Naquele tempo, os oficiais de justiça suavam muito e o suor marcava seus paletós nas axilas. Ou subacos, como se dizia, possivelmente eram fedidos. O dinheiro do salário não proporcionava mais de um paletó por vez, só podiam variar as calças, que eram duas: sujou hoje, lava amanhã, veste de novo depois de amanhã, lembrando sempre que tem que guardar uma pra domingo, pra missa. Nem a do trabalho nem a da missa podia ser remendada, situação que as colocaria na classe de "roupa de pescaria". Imagina se tinham então para comprar leite de rosas ou outro qualquer produto como desodorante. A solução era fabricar o próprio, com água, limão e bicarbonato, que também servia de repelente na beira dos rios, durante as pescarias. Nessa hora, os funcionários de terno e gravata se transformavam em pescadores, em mangas de camisa. Raros momentos de lazer, lazer era mesmo luxo, se dos pais de família não se esperava muito mais que serem provedores.
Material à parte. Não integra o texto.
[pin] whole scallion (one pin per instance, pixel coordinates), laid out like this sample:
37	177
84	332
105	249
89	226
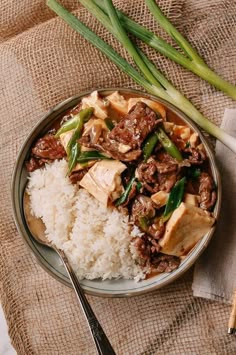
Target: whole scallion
191	60
165	91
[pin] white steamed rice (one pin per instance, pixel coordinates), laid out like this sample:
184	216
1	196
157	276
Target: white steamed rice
97	240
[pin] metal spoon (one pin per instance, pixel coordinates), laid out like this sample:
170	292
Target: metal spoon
37	229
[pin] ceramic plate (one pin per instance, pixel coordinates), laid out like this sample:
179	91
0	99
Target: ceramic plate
49	260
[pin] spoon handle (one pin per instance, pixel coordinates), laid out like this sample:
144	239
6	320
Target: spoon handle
100	339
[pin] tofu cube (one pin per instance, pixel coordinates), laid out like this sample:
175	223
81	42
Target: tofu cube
118	102
191	199
103	180
160	198
187	225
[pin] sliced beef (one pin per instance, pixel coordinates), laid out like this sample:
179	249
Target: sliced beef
165	263
34	163
142	207
148	250
158	175
135	126
207	192
196	156
143	215
45	150
77	175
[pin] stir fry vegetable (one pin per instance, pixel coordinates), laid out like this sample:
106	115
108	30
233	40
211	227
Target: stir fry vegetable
168	145
73	147
174	199
85	157
163	88
149	145
109	123
125	194
73	122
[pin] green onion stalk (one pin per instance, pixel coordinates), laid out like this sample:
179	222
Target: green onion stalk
158	85
191	60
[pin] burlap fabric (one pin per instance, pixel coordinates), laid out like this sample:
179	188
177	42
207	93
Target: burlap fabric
42	61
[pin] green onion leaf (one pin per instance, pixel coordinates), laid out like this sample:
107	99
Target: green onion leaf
149	145
175	198
123	198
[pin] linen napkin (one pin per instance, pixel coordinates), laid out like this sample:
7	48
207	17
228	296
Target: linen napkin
215	272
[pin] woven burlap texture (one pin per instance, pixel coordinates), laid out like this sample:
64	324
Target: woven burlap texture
43	61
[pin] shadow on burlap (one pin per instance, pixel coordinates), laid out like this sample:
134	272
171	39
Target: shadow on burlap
42	61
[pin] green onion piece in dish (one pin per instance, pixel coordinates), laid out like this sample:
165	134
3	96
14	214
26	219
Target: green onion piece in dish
110	125
164	90
123	198
143	223
81	117
74	153
85	157
175	199
72	123
149	145
168	145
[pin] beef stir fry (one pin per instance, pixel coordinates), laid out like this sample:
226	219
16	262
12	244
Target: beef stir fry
131	154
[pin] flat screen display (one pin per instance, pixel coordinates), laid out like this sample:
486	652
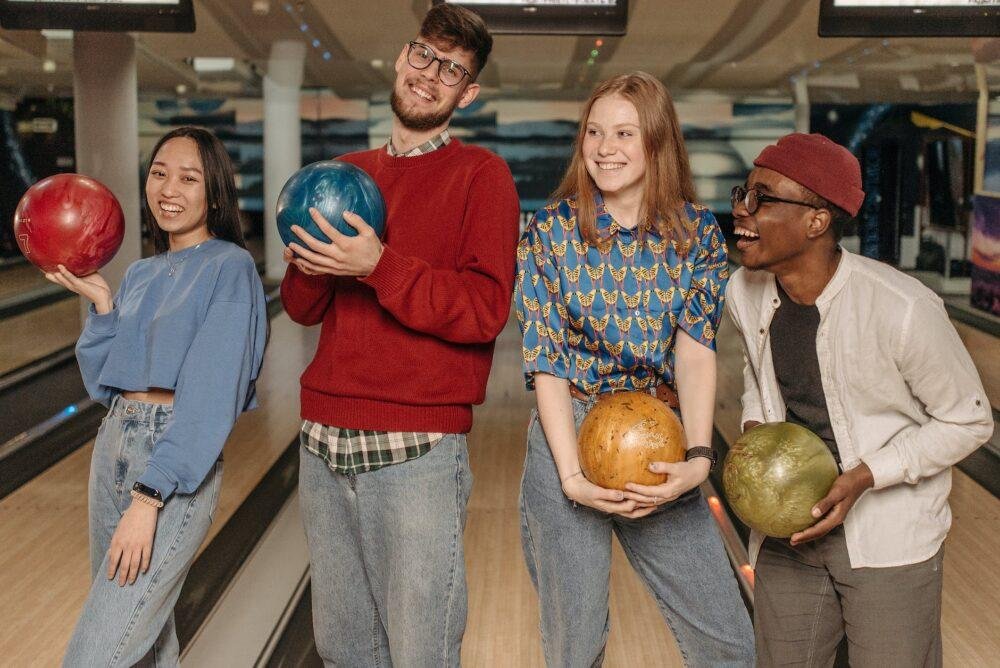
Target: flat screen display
909	18
99	15
559	17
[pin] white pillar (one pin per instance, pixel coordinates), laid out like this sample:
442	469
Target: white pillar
801	103
282	139
106	120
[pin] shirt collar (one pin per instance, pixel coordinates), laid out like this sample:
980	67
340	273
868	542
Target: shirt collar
432	144
606	225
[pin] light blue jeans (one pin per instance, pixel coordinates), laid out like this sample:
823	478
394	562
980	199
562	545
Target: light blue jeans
134	624
388	567
677	551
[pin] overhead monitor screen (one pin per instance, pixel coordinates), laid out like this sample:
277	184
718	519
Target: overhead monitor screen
566	17
99	15
909	18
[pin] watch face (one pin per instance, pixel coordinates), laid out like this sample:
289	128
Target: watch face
147	490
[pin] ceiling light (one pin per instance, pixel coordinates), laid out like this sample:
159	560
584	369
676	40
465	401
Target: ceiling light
57	34
203	64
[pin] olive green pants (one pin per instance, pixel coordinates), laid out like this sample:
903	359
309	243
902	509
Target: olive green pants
808	597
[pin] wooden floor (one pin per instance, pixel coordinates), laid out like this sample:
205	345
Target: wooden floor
43	564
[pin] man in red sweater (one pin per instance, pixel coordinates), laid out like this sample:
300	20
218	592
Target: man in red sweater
408	327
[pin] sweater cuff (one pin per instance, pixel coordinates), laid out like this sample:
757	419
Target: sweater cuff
885	468
390	274
153	477
102	323
316	282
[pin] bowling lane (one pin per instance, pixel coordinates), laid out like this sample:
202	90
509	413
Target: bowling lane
19	278
971	581
36	333
43	525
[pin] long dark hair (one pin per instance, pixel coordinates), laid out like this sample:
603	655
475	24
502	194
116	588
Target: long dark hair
668	182
220	189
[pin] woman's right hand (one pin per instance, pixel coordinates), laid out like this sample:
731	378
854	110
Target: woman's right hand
577	488
93	287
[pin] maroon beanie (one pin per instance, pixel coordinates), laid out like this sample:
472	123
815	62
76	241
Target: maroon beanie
819	164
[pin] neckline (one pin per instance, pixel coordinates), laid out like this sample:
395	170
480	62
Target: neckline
414	161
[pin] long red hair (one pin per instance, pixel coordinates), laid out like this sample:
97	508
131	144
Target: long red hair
667	184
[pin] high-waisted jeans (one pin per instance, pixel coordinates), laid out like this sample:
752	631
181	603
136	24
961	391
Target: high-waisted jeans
123	626
676	550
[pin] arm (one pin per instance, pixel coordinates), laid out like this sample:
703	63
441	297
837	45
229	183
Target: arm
99	330
942	377
469	304
555	412
940	374
213	387
752	402
305	297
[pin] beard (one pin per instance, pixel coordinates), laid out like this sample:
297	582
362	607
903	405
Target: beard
418	122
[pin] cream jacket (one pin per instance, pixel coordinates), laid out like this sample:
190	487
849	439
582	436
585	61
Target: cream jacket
903	394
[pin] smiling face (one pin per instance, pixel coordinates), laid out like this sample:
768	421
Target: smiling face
419	100
613	149
777	234
175	192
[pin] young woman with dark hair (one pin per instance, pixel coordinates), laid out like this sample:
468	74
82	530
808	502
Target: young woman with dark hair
174	355
619	287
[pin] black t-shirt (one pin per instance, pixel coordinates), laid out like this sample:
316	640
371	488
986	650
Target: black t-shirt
796	365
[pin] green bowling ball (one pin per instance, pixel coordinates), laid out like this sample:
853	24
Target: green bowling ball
774	474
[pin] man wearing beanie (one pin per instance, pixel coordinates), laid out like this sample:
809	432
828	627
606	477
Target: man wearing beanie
866	358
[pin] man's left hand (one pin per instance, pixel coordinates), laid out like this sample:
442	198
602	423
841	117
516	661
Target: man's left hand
833	508
344	255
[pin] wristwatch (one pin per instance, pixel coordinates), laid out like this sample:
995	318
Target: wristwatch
700	451
146	490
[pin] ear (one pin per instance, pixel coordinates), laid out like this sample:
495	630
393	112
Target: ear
818	223
401	60
468	96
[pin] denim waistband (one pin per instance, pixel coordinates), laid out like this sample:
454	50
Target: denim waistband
140	411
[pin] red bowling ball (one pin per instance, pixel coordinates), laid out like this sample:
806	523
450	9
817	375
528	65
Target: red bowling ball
69	219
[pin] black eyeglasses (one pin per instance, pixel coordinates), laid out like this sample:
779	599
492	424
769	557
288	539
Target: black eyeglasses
420	56
752	199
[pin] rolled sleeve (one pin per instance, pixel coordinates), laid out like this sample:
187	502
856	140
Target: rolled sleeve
706	294
539	311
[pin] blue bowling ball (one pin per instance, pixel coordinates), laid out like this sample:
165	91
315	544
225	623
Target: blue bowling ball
331	187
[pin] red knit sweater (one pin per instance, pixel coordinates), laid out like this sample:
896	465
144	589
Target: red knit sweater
409	348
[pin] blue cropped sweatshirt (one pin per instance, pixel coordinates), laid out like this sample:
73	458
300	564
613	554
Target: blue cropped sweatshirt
195	322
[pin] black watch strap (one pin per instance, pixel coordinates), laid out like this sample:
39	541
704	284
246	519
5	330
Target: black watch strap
707	453
146	490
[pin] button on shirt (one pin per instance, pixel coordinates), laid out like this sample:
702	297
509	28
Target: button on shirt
605	317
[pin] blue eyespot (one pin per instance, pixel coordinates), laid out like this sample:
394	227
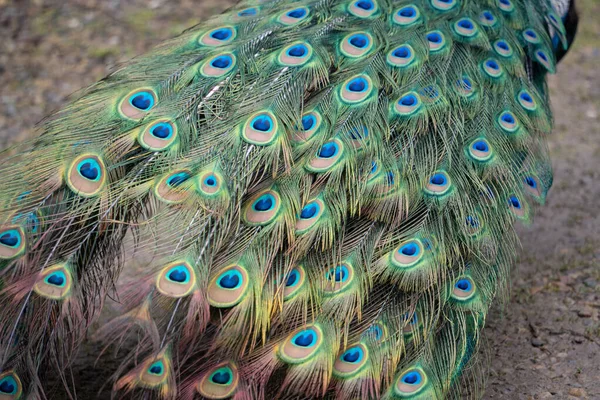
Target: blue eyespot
365	4
339	273
57	278
292	278
231	279
438	179
409	249
142	101
481	145
162	130
89	169
409	100
353	355
408	12
492	65
264	203
222	34
10	238
298	50
177	179
156	368
508	118
359	40
221	377
375	332
514	201
306	338
328	150
308	121
222	62
402	52
262	123
297	13
358	85
464	285
309	210
466	24
412	378
526	97
178	274
434	37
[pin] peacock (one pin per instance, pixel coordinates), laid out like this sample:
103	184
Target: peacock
308	199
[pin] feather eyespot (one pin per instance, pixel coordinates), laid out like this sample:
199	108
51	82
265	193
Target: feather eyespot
463	289
137	103
86	176
488	19
480	150
531	36
263	208
294	16
338	278
10	386
218	65
351	362
506	6
410	382
407	15
260	129
218	36
12	242
363	8
443	5
295	54
409	104
301	345
508	122
356	44
438	184
309	216
176	279
526	100
436	41
407	254
158	136
492	68
220	382
401	56
54	283
533	186
294	281
228	287
465	27
327	156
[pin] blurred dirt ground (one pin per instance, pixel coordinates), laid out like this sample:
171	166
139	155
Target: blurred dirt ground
544	343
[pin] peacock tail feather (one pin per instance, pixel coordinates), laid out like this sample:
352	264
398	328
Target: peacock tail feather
319	197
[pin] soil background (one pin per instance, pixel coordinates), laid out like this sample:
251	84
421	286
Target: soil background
544	343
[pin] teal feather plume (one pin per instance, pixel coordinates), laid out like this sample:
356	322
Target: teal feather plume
322	196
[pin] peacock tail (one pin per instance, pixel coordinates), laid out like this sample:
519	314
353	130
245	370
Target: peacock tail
305	199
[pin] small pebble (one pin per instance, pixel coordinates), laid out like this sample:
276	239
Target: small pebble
536	342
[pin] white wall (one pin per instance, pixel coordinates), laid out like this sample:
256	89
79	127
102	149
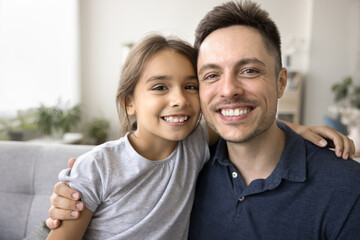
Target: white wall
334	53
38	53
107	24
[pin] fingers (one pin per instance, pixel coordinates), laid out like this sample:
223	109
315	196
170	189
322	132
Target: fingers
61	214
71	162
66	204
344	146
63	190
52	223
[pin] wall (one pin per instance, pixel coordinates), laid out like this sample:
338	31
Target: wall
107	24
38	53
334	53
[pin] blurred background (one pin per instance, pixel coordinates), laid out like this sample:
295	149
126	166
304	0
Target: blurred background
62	58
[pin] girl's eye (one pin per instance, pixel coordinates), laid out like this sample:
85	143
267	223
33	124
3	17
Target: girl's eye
210	76
192	87
159	88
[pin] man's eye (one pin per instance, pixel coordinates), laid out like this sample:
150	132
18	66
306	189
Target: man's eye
249	71
159	88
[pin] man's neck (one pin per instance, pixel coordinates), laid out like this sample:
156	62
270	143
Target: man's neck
257	158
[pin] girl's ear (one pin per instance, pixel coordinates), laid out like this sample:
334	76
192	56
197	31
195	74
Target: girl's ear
130	105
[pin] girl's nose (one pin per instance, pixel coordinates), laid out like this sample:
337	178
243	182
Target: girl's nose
178	98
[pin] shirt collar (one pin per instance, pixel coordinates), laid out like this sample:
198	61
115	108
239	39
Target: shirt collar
292	164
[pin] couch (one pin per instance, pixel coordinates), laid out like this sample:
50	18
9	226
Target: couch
28	172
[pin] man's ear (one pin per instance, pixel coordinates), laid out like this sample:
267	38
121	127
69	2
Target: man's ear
130	105
281	82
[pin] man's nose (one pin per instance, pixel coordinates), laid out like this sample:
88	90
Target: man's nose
231	86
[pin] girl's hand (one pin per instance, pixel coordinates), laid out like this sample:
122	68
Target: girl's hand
324	136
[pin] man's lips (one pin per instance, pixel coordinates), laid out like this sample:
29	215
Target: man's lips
235	112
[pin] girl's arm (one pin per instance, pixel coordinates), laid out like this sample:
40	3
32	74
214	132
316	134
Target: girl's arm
72	229
321	136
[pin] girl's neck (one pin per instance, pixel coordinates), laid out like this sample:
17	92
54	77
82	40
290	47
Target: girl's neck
154	150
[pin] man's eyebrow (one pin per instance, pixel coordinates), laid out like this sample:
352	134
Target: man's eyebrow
208	66
239	63
250	60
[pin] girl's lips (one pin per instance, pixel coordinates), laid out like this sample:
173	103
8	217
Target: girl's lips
176	118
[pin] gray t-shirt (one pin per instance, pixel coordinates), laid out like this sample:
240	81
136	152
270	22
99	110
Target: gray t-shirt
135	198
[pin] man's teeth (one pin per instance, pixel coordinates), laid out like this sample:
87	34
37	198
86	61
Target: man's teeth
176	119
234	112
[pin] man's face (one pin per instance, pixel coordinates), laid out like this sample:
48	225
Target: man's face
238	84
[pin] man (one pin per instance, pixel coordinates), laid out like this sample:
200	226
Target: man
263	181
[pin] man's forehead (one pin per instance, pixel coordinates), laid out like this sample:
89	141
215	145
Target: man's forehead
232	43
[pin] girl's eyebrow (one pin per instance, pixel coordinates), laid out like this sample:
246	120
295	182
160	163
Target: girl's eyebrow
166	77
158	77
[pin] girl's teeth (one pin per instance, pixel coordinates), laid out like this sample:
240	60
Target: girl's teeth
233	113
176	119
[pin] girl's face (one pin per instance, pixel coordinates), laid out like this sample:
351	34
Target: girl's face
166	98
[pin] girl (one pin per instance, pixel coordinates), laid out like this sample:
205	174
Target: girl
142	185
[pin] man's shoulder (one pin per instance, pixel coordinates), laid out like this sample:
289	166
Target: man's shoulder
324	162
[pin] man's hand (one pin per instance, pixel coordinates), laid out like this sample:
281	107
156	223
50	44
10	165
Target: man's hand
65	203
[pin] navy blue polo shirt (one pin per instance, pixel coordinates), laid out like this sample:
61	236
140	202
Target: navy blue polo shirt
311	194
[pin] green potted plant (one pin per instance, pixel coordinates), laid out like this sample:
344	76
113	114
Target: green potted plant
57	120
347	107
98	129
19	128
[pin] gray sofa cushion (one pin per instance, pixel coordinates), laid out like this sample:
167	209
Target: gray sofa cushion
28	173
Saíam cedo para os mandados, podia ser sábado ou domingo. Intimavam réus e testemunhas por aquele mundão afora, a cavalo, de jardineira, de trem, de carro de praça ou até a pé. Grotões a vencer: Cavalão, Prata, Saco, Leandro, Ponte Alta, Brejo, Antúrios, Entojo, Tõe Custódi, Maravilhas, Piqui, Campo Grande, Riacho de Areia, Vargem Grande. Mas não era nada pensando nos salários, que não eram generosos e quase sempre pagos com atraso. Uma vez ficaram seis meses sem pagamento. Sem queixa, iam aos agiotas, esses matreiros e cordiais, trocando cheques a dez ou vinte por cento. Não tinham saída. Mas, para o comum das gentes, eram ricos, pois, mesmo tardando, um dia aquele pouco pingava. E não tinham serviço obrigatório no sábado, a diferença entre eles e os pobres outros mortais.
Barros, Tavares, Fonseca, Megale e Gonçalves tinham famílias pra tratar e todas as dificuldades do mundo. A seu favor, talvez, só a sombra dos juízes, que mandavam e desmandavam até quase como Deus no céu. Ninguém dizia assim, mas desse poder dos magistrados emanava o deles: tinham poder de condução coercitiva, sob vara. Pelo menos, a gentalha tinha medo.
Às vezes, tinham escolta de um praça ou dois, conforme o intimado, que podia ser até assassino confesso. Geralmente eram pobres coitados, arruaceiros, beberrões, por isso mesmo com muito pouco a perder. Estafadores não eram presos, eram simpáticos e se vestiam melhor que a maioria. A gente comum tinha até pena deles. Agrediram? Mataram? Não, só estafaram ou desviaram dinheiro público. Não, essa gente não podia se misturar aos assassinos, beberrões, aos violentos. Quem vestia terno e gravata não representava perigo, jamais iria sob vara. Seria uma humilhação.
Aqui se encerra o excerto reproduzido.